«Sin da bambina progettavo di avere un giardino tutto mio. Ho sempre amato i fiori. Sai, mio marito possedeva un negozio di fiori in centro a Milano; proprio lì ci siamo conosciuti», mi disse la signora Marisa, la nostra nuova vicina di casa.
Era una donna giovale, sui sessantacinque anni, dalla voce baritonale e avvolta in abiti bon-ton impeccabili. Si erano trasferiti da un mesetto nel nostro quartiere e lei insieme al marito erano venuti a farci visita. Mia madre aveva fatto servire il caffè con i biscotti secchi in veranda, come da sua rodata consuetudine.
Quel giorno ero di visita dai miei genitori e mia madre mi chiese di restare per il caffè con i neo vicini di casa. Mi bastò una mezz’ora per capire che in realtà la signora Marisa ignorava tutto dei fiori.
Non sapeva nulla di semi e talee, né aveva idea di come si pianta un’aiuola, o della differenza tra piante annuali o perenni. Aveva soltanto in mente un’immagine, l’immagine del giardino di una villa, dove spiccavano sgargianti colori d’innumerevoli fiori dal dolce profumo.

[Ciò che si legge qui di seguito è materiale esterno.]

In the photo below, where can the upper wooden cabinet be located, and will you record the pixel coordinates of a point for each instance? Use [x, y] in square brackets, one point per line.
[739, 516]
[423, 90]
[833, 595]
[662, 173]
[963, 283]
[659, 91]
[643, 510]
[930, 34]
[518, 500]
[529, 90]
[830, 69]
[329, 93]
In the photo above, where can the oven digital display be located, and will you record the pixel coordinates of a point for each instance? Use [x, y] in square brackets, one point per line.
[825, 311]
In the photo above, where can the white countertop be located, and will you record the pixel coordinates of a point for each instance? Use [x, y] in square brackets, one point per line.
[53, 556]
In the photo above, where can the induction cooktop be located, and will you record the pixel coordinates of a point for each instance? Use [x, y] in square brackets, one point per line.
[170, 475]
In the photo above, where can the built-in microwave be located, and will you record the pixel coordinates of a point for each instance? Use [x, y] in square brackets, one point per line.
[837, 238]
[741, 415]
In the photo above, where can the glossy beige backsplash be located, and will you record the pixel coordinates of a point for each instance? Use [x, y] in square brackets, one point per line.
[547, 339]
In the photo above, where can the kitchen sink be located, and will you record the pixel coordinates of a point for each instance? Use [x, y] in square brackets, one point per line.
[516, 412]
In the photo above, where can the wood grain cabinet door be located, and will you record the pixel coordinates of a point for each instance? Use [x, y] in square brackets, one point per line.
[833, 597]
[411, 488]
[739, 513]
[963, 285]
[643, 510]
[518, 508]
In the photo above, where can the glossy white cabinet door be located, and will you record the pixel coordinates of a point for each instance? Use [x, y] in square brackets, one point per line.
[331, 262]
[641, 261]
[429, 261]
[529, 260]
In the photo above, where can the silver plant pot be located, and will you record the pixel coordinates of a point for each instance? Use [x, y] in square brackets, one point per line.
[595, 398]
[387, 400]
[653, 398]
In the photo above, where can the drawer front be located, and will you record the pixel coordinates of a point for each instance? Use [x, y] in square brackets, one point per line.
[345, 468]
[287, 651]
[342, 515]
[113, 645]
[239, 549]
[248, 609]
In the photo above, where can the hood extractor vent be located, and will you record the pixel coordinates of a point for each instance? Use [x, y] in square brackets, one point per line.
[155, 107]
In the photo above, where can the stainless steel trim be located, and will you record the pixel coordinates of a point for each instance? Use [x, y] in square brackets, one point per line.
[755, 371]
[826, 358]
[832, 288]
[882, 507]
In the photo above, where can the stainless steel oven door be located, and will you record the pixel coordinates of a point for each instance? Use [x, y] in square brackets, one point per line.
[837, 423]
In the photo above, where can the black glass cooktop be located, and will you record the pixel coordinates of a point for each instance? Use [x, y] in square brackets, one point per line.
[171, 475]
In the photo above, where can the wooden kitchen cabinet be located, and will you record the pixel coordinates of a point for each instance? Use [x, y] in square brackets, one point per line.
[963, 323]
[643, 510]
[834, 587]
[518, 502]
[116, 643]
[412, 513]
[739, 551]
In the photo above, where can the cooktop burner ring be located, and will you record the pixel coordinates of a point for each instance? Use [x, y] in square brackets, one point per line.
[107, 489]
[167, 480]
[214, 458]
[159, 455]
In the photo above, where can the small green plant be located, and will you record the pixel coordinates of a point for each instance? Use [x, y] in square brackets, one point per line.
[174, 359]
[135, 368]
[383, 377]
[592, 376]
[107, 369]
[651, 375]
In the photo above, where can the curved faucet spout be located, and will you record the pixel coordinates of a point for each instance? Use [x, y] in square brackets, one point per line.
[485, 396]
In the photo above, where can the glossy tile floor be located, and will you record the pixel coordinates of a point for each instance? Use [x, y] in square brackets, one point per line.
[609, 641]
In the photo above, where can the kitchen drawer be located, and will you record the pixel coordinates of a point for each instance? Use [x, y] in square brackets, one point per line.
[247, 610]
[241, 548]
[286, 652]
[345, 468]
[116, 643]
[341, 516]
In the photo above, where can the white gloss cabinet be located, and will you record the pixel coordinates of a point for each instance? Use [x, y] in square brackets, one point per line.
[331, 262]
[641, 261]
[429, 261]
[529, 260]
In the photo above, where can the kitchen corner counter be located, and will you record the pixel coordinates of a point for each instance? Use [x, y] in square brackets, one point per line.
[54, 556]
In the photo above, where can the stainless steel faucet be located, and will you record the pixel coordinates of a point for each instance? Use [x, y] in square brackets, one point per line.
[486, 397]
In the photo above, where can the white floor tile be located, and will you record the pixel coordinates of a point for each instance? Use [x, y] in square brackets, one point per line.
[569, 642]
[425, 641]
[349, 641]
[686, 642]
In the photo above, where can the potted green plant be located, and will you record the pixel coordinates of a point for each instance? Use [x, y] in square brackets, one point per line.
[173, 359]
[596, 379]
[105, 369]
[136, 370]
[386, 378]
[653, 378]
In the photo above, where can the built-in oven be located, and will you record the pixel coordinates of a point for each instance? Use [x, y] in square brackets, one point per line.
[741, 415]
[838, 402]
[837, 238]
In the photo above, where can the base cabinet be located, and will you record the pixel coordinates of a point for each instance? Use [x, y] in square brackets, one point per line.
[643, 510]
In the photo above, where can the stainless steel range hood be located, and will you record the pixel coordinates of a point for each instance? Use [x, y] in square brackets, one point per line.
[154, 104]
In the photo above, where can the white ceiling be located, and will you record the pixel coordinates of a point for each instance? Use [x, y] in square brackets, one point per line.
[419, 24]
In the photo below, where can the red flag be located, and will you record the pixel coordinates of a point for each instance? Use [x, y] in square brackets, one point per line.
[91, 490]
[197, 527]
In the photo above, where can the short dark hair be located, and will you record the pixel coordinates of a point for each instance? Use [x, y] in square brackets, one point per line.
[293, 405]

Il marito della signora Marisa, al contrario, era un uomo tranquillamente metodico e piuttosto taciturno. Aveva iniziato da giovane, come aiuto-giardiniere in una ricca famiglia, per poi aprire un negozio di fiori tutto suo. Grazie alla sua gestione ambiziosa, aveva prosperato a tal punto da comprare una villa con ampio parco vicino a casa nostra.
Una volta saputo che ero medico veterinario, uscì dal suo letargo di silenzi e iniziò a raccontarmi della sua rinnovata passione per l’avicoltura. L’uomo, per quanto ora benestante, manteneva indenne il suo animo bucolico.
La signora Marisa, visibilmente sorpresa dalle chiacchiere del marito, interruppe il discorso con una domanda secca: «Dottore, ma se mio marito mette il veleno per i topi e se lo mangiano i polli, le uova si possono mangiare?»